June 13 1908- Thomas Greene Wiggins

GM – FBF – Black Music Month is almost over and you have listened to and viewed some of the great Individual artists of our time. When I was getting my first Master’s in Wisconsin, Radio & Television Broadcasting. My teacher would always single me out since I was working on one of the biggest radio stations in the mid-west and he asked me did I know about “The Last Slave” and played :30 seconds of “The Battle of Manassas” being embarrassed I listened to Tom Wiggins, George Washington Johnson, Scott Joplin and W.C. Handy. Today let’s gain knowledge of “The Last Slave”, Enjoy!

Remember – Ray Charles attended school at the Florida School for the Deaf and the Blind in St. Augustine from 1937 to 1945 and his musical teacher Mrs. Lawrence would play some old beautiful songs by “The Last Slave” and always told me that I could be just as good as “Blind Tom Wiggins”, I set out to be better – Ray Charles

Today in our History – June 13, 1908 – THE LAST SLAVE DIES

Thomas Greene Wiggins was born May 25, 1849 to Mungo and Charity Wiggins, slaves on a Georgia plantation. He was blind and autistic but a musical genius with a phenomenal memory. In 1850 Tom, his parents, and two brothers were sold to James Neil Bethune,a lawyer and newspaper editor in Columbus, Georgia. Young Tom was fascinated by music and other sounds, and could pick out tunes on the piano by the age of four. He made his concert debut at eight, performing in Atlanta.
In 1858 Tom was hired out as a slave-musician, at a price of $15,000. In 1859, at the age of 10, he became the first African American performer to play at the White House when he gave a concert before President James Buchanan. His piano pieces “Oliver Galop” and “Virginia” Polka” were published in 1860. During the Civil War he was back with his owner, raising funds for Confederate relief. By 1863 he played his own composition, “Battle of Manassas.” . This continued guardianship of Blind Tom by the Bethune family following emancipation caused some to refer to Wiggins as “the last slave.” 
By 1865, 16-year-old Tom Wiggins, now “indentured” to James Bethune, could play difficult works of Bach, Chopin, Liszt, Beethoven, and Thalberg. He also played pieces after one hearing, and memorized poems and text in foreign languages. Advertising claimed Tom was untaught, but in fact he was tutored by a Professor of Music who traveled with him.
James Neil Bethune took Tom Wiggins to Europe where he collected testimonials from music critics Ignaz Moscheles and Charles Halle, which were printed in a booklet “The Marvelous Musical Prodigy Blind Tom.” With these and other endorsements, Blind Tom Wiggins became an internationally recognized performer. By 1868 Tom and the Bethune family lived on a Virginia farm in the summer, while touring the United States and Canada the rest of the year, averaging $50,000 annually in concert revenue. James Bethune eventually lost custody of Tom to his late son’s ex-wife, Eliza Bethune. Charity Wiggins, Tom’s mother, was a party to the suit, but she did not win control of her son or his income.
Blind Tom Wiggins gave his last performance in 1905.

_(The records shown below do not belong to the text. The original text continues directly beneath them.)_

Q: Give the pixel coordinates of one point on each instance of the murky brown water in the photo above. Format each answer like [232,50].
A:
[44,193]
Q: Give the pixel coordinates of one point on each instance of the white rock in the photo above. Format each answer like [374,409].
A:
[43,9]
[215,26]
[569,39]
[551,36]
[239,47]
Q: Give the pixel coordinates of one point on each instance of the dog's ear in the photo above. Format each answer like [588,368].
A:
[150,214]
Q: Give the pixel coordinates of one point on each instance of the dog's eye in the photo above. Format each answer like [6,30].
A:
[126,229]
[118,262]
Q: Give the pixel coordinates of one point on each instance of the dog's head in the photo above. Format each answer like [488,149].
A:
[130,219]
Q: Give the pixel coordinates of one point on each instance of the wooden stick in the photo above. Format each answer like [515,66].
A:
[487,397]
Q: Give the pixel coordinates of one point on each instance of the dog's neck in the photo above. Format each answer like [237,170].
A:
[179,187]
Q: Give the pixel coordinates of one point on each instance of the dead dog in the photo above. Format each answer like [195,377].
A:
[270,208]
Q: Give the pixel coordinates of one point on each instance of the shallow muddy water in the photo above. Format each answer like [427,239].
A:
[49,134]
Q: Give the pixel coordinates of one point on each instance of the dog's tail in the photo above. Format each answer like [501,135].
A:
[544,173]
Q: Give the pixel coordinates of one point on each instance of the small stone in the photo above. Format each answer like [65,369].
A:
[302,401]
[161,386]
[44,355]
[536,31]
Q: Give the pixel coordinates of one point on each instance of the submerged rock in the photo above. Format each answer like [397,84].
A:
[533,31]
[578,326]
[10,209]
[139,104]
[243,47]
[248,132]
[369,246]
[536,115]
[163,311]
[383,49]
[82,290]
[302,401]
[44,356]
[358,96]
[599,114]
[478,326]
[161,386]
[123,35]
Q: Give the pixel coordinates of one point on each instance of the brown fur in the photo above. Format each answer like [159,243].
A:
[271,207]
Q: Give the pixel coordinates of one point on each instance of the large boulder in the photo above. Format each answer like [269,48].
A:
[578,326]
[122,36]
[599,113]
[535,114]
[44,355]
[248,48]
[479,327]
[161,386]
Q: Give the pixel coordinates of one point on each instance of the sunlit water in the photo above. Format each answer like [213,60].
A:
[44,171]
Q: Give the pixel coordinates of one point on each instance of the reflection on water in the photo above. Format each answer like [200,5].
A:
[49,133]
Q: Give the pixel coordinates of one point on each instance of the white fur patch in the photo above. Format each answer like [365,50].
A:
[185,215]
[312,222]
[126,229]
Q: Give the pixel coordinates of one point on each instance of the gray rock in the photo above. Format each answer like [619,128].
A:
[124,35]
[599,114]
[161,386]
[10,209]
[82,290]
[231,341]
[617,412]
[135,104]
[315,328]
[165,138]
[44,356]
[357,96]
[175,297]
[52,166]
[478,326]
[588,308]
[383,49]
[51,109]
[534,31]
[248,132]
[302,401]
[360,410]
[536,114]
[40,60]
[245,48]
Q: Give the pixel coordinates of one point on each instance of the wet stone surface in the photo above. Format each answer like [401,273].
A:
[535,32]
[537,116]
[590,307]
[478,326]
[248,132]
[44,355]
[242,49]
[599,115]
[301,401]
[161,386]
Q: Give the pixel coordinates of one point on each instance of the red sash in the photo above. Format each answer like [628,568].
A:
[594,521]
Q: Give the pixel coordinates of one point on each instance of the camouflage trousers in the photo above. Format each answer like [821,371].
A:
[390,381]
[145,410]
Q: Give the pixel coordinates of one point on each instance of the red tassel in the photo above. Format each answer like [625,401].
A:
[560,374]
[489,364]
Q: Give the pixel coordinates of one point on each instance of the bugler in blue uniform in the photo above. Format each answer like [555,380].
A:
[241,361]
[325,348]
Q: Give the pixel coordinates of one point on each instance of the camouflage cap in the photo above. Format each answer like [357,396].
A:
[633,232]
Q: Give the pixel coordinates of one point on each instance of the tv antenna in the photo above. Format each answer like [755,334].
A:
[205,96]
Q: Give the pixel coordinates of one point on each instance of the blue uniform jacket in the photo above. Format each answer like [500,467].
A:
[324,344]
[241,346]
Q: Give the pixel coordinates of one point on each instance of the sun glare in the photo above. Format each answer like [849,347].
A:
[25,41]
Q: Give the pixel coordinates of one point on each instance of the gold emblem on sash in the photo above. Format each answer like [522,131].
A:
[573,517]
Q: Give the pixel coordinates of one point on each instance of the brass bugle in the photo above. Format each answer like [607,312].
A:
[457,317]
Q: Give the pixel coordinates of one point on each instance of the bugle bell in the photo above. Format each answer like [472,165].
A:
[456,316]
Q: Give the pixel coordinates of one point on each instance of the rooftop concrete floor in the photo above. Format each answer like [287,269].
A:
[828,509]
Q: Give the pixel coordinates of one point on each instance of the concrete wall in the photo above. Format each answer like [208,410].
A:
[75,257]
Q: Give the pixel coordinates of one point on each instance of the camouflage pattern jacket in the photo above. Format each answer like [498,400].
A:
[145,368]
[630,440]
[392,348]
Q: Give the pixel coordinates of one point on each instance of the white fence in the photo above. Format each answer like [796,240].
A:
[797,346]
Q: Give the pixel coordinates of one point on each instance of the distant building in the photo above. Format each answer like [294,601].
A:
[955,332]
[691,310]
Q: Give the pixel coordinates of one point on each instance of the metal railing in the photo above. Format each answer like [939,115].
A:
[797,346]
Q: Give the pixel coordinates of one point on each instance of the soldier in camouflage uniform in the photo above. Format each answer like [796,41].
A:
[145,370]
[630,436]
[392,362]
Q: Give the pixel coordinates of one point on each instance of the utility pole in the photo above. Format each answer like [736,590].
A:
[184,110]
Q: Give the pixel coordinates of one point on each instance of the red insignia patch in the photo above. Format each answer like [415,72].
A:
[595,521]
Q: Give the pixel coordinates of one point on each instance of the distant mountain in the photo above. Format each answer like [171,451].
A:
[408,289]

He died three years later on June 13, 1908 at the age of 59 at his manager’s home in Hoboken, New Jersey. Blind Tom’s story became the subject of great interest around the turn of the twenty-first century. Articles about him have appeared in such periodicals as the New Yorker and the Oxford American, and in 1999 pianist John Davis made a new recording of fourteen of Blind Tom’s original pieces. In 2002 the 7 Stages Theatre in Atlanta produced a play based on Wiggins’s life entitled Hush: Composing Blind Tom Wiggins. Columbus State University holds a small collection of Blind Tom’s original sheet music. Research more about this great American artist and share with your babies. Make it a champion day!